# Trail Bike to Dirt Jumper Conversion - Help Beginner



## xZach (Sep 18, 2011)

So I've been riding trails for about a year now. About 4 months ago I picked up a canondale f6. Recently I went to a friends house and did a couple of his dirt jumps. I've now found a love for dirt jumping but my F6 just wont do as is. I've got a few questions.

1. What does converting to single speed help do?
2. Are there any necessary mods I need to do to get my bike dirt jump ready?
3. If yes to #2, what do I need?

Also , any suggestion on a new front brake? Mine sucks.
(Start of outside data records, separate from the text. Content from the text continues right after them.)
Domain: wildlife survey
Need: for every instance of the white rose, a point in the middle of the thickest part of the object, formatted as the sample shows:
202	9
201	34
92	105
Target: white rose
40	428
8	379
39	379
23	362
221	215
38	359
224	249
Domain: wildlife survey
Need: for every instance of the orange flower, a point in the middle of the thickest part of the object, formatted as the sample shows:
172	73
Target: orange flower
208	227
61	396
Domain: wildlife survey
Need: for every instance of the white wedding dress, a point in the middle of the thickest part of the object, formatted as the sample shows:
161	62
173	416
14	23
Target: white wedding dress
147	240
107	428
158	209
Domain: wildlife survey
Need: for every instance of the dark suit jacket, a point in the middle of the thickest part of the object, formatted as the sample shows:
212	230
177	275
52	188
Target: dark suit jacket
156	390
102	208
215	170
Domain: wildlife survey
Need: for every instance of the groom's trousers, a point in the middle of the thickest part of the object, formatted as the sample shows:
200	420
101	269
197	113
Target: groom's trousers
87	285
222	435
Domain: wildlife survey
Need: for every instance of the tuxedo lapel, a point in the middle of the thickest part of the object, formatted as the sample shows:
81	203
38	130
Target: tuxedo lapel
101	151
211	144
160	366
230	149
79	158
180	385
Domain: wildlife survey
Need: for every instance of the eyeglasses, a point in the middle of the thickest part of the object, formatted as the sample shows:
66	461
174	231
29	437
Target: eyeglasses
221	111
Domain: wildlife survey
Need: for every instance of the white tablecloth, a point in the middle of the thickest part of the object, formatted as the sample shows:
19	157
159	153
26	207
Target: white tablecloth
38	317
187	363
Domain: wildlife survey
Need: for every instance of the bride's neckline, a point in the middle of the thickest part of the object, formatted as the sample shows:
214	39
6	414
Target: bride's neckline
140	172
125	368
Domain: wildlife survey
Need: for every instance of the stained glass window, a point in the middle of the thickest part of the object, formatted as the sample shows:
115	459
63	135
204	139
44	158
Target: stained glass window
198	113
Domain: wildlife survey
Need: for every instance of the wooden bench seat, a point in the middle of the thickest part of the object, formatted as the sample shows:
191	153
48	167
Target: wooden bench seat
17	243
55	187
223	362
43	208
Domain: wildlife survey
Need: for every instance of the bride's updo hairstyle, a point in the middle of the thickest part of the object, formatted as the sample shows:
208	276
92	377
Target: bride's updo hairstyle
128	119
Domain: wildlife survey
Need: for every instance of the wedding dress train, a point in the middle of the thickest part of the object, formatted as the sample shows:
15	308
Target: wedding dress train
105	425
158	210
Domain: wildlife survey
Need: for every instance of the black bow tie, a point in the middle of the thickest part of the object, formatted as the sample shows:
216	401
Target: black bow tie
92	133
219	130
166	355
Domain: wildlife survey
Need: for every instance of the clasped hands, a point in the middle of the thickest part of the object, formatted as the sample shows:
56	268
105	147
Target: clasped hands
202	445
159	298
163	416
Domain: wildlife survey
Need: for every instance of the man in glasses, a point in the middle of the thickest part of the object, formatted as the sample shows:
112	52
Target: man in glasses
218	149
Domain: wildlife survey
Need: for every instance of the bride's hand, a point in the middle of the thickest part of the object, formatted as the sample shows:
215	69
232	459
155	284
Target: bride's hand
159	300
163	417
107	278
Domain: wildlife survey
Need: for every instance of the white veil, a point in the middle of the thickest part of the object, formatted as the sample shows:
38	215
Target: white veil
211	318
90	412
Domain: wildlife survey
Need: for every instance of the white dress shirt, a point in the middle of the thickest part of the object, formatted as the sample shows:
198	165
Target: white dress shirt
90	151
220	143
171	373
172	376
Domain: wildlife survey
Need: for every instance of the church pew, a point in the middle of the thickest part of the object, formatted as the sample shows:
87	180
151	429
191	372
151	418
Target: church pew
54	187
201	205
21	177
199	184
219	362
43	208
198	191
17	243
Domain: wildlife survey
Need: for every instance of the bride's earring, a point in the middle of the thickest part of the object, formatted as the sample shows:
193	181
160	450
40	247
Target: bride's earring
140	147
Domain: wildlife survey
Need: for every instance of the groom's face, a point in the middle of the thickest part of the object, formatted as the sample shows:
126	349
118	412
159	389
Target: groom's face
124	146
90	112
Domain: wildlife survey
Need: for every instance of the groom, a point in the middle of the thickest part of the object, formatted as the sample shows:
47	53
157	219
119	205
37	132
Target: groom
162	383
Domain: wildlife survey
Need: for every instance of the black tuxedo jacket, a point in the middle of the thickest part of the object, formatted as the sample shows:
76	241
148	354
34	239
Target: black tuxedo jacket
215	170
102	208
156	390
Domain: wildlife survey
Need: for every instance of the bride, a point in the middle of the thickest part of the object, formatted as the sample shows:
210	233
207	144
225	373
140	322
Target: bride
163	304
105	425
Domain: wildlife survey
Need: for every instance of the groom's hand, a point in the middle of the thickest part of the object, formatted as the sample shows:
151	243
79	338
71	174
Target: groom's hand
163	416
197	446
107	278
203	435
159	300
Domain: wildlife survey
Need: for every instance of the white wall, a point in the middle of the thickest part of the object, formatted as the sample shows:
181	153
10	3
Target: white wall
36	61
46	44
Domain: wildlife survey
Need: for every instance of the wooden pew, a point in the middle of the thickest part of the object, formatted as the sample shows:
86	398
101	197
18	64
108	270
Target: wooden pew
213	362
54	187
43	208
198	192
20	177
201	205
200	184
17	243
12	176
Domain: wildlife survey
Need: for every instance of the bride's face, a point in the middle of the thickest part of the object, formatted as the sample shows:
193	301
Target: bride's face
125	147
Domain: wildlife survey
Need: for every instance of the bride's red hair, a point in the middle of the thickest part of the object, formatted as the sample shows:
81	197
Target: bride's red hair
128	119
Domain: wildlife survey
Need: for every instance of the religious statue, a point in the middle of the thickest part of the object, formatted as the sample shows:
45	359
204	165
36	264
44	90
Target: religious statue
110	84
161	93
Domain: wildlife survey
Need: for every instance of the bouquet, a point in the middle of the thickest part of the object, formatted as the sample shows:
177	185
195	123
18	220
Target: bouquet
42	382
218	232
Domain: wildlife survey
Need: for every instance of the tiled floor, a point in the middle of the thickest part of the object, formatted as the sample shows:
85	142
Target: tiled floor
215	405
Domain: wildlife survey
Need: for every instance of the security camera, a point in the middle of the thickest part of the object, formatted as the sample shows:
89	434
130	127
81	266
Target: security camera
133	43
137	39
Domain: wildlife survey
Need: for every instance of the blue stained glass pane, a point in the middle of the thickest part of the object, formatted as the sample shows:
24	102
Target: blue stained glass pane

I've had so much adjusting but it just keeps locking.


----------



## mtnbiker72 (Jan 22, 2007)

xZach said:


> So I've been riding trails for about a year now. About 4 months ago I picked up a canondale f6. Recently I went to a friends house and did a couple of his dirt jumps. I've now found a love for dirt jumping but my F6 just wont do as is. I've got a few questions.
> 
> 1. What does converting to single speed help do?
> 2. Are there any necessary mods I need to do to get my bike dirt jump ready?
> ...


1. It gives you only one gear
2. Yes
3. Sell the bike and buy a bike designed for dirt jumping

A dirt jumping bike has a frame and fork specifically designed and built to withstand the rigors of jumping. The F6 frame and stock fork are nowhere near strong enough for this application. You can modify the parts all day, but in the end the frame will fail (which may or may not also cause serious injury or death to you) and it won't be a warranty. So the best thing to do is sell the bike and look at buying the correct style of bike.


----------



## Guest (Sep 21, 2011)

You will probably need a new bike. You can try djing with your Cannondale, but bear in mind it is like doing a rally with a Nissan Skyline or something like that. You may upgrade the shocks, tires, but the main body/chassis of the car (or frame of the bike for that matter) but the main purpose of the bike is NOT to rally. Or dirt jump.

I might have confused you; I'm sorry, but that's my 0.15 cents.


----------



## akacoke (May 11, 2011)

frame is not reinforced like dirt jumpers, you can just get a used frame for cheap around 100 then swap parts from your bike, but enventually your wheels and fork will fail. 

so you will be better just sell your bike and get a dirt jumper then upgrade the fork and wheels


----------



## zebrahum (Jun 29, 2005)

Not only will the frame be in danger of breaking, it is not designed in the geometry for dirt jumping. Take a look at a DJ bike, short and low with the angles made just for hitting jumps. A DJ bike is more stable in the takeoff, air, and landing where your XC bike would be awkward at best. The absolute best thing you could do is pick up a second bike for DJ as there isn't much crossover between the two bikes. XC bikes are good to pedal and bad to jump while DJ bikes are bad to pedal and good to jump.

Used DJ bikes are all over the place. Look for a Specialized P bike, Cannondale Chase, or a Giant STP in the used market. If you're thinking new, entry level would include the Eastern Mad Dog, Kona Downside, and I'm sure others I can't think of right now.


----------



## fireball_jones (Mar 29, 2009)

DJ bikes are dirt cheap. If you don't want two bikes, look into something like a Freeride hardtail with and adjustable fork. They're not ideal for DJ or trail riding, but they're fun for short rides.


----------